問題は、ジオン共和国―――サイド3に、それを可能とするだけの経済力がない点にこそあった。
工業用コロニーは維持費が高い。独立を訴えかけるにしろ、サイド3自治政府の抱える債務について、連邦とのある程度の妥協が必要と考えるデギンを抑え、独立宣言を出したものの、債務放棄まで訴えたために経済封鎖を返され、サイド3政府は青息吐息となった。
工業用コロニーなど無くとも、月面恒久都市の抱える工場群で代替製品の生産は可能だからだ。特に、無酸素生産設備を持つ月面極冠都市『N1』は、ここぞとばかりに販路を拡大させていた。
サイド3の自給自足は、現在抱えている連邦への債務を変換することでようやく一息つけるのだ。その間に木星との航路を開通させ、無酸素生産設備に必要な核融合炉を持つ必要がある。太陽光発電では発電量が限られるし、化学工業の無酸素化には大規模な発電設備がいるからだ。

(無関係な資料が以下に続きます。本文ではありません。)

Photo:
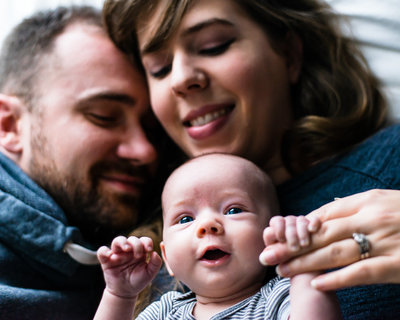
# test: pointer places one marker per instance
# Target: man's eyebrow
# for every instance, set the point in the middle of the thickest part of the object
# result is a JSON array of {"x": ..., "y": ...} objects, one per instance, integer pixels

「シャマランめ……。地球に残った、残り続ける人類など、天から降る業火に焼かれ、死滅する運命にあると何故気づかん!?」
周囲の人間は目をあわさない。サイド3で絶大な支持を受ける宇宙の革命家は、結局の所こういうものだった。
『地球連邦の行政圏に属す皆さん、私は本学教授、タマーム・シャマランです』
「はじまったな」
連邦軍本部が置かれているニューヤーク市―――数年以内に現在、南米に建設が進められている新基地、ジャブローへ移転の予定だが―――の参謀本部ビルに、集まった壮年の軍人たちがテレビを注視している。
参謀本部作戦課長、シドニー・シトレ中将。第一機動艦隊司令、ヨハン・レビル中将、同艦隊所属『タイタン』艦長マクファティ・ティアンム大佐、彼ら二人をまとめる第一機動艦隊第一戦隊司令、アレクサンドル・ビュコック少将。恐らくは10年後の連邦軍の中枢を担う軍人たちだ。
「こんな放送になんの意味があります?申し訳ありませんが、小官は訓練計画の策定もありますので退室させていただきたいのですが」
「落ち着きたまえ、ティアンム大佐」
シトレ中将は言った。
「連邦宇宙軍の拡大整備計画が議会を通過し、10個艦隊を作るとなれば、基幹部隊の第一艦隊の訓練計画をつくるのも当然の措置だろう。だがな、我々から見てどれだけ暴論であろうと、コントリズムを提唱し、それが支持を受けている以上、次に来る戦争はイデオロギー色の強い物になる。戦うときの論破は必要だ」
レビル中将は頬を掻いた。主席卒業を初等教育から士官学校まで続け、40歳代の中将という破格の出世を果たしたこの軍人は、年に似合わぬ老人めいた口調で言った。
「シトレ閣下、何を考えておいでです?」
「なに、中将。似たような事が歴史にあったと思ってな。ほら、私のところにいた歴史好きの」
レビルはうなずいた。
「ああ、ヤン少尉ですな。戦史の成績が良い……私の従卒だったときには世話になりました」
「あれに影響されてか、事件が起こると似たような歴史的出来事とやらを気にするようになったのだ」
「つまり?」
ビュコックが先を促すように言った。
「第二次世界大戦の旧ドイツ。まさにジオンと思わんかね」
全員がうなずく。
「だとしたら、我々に対する彼らの戦い方は、ドイツに類するものだと私は思うのだよ」
シトレは引き出しから書類を取り出した。